A Pilot Study to Evaluate Multi-Spectral Imaging (MI) and Laser Speckle Imaging (LSI) and Multiphoton Microscopy (MPM) During Vascular Occlusion
Overview
- Phase
- Not Applicable
- Intervention
- Not specified
- Conditions
- Abnormal Vascular Flow
- Sponsor
- University of California, Irvine
- Enrollment
- 150
- Locations
- 1
- Primary Endpoint
- Skin blood flow
- Status
- Recruiting
- Last Updated
- 4 months ago
Overview
Brief Summary
The purpose of this research is to evaluate and validate the performance of non-invasive imaging modalities for assessment of skin. A pressure cuff occlusion will be used to stimulate blood flow dynamic that these instruments are designed to sense.

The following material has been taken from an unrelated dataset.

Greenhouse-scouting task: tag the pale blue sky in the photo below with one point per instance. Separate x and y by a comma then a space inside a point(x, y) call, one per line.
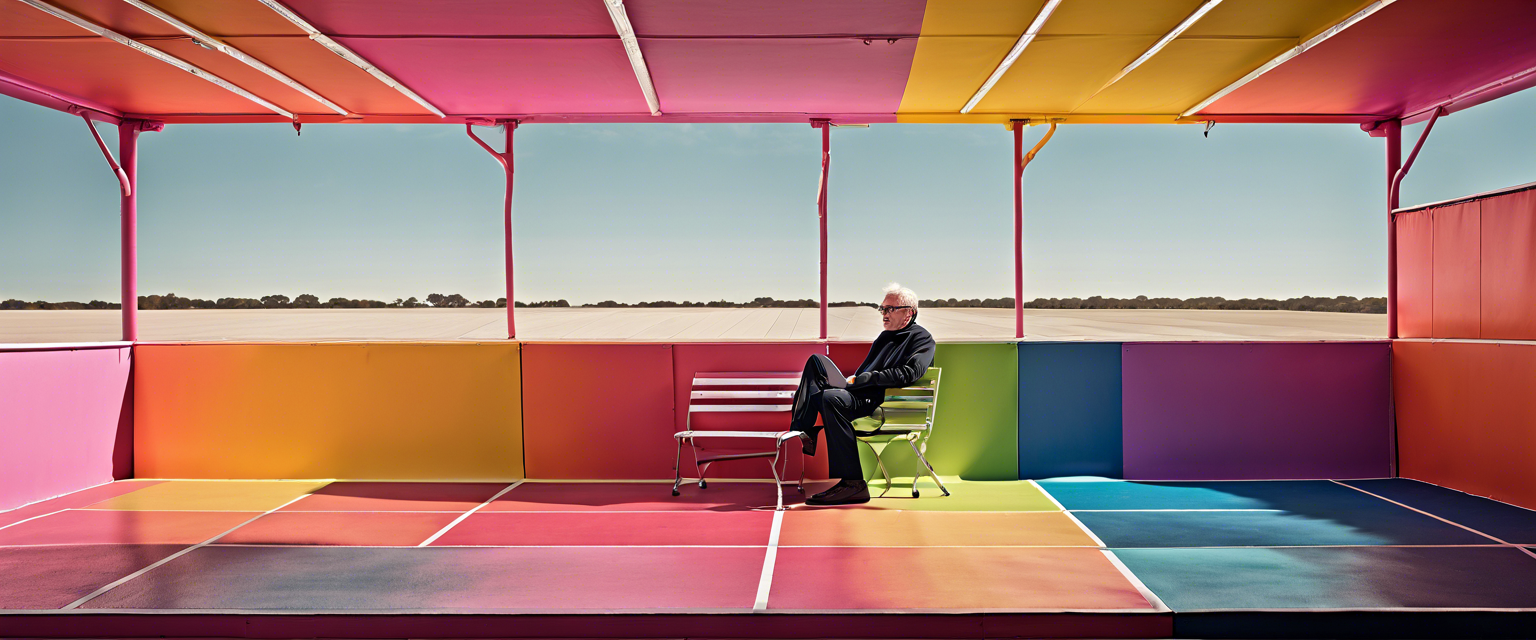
point(638, 212)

The researcher currently plan to assess only basic feasibility of the imaging instruments.
Detailed Description
The primary reason for including pressure cuff occlusion in this protocol is to test the performance of Multi-Spectral Imaging and Laser Speckle Imaging can measure in the full range of vascular conditions ranging from ischemic (under-perfused or unsaturated) to hyperemic (over-perfused and over-saturated). 1. Modulated Imaging a non-contact optical imaging technology can detect the concentration of total hemoglobin, deoxygenated and oxygenated hemoglobin in absolute amounts in units of millimoles / unit volume of tissue measured. 2. Laser Speckle Imaging a non-contact optical imaging technology consists of a coherent light source, camera, and image acquisition system. This image device can measure and compare relative flow in vasculature at varied time points.
Investigators
Anthony Joseph Durkin
Associate Researcher, BME & Surgery, Director, Laboratory for Functional Imaging Lab
University of California, Irvine
Eligibility Criteria
Inclusion Criteria
- •Male and female adult 18 years and older
Exclusion Criteria
- •Younger than 18 years of age
- •Pregnant women
Outcomes
Primary Outcomes
Skin blood flow
Time Frame: 4 weeks
The key factor of interest is measuring the changes in the fluorescence signal of the epidermal cells during the arm occlusion, which will provide information about changes in cellular metabolism during cellular oxygen deprivation. Time series of optical sections (two-dimensional x-y images parallel to the skin surface of about 250x250 µm2) at the same depth will be obtained before, during and after the arm occlusion. The images will be based on two-photon excitation of endogenous fluorophores (NADH). To quantify the fluorescence signal, which will provide information about changes of cellular metabolism, we will use the integrated brightness of each image (same rectangular area for all images) as a measure of the signal. The integrated brightness is defined as the sum of pixels weighted over the brightness values (or gray values) of the pixel. A statistical plan is not appropriate at this stage of the pilot study.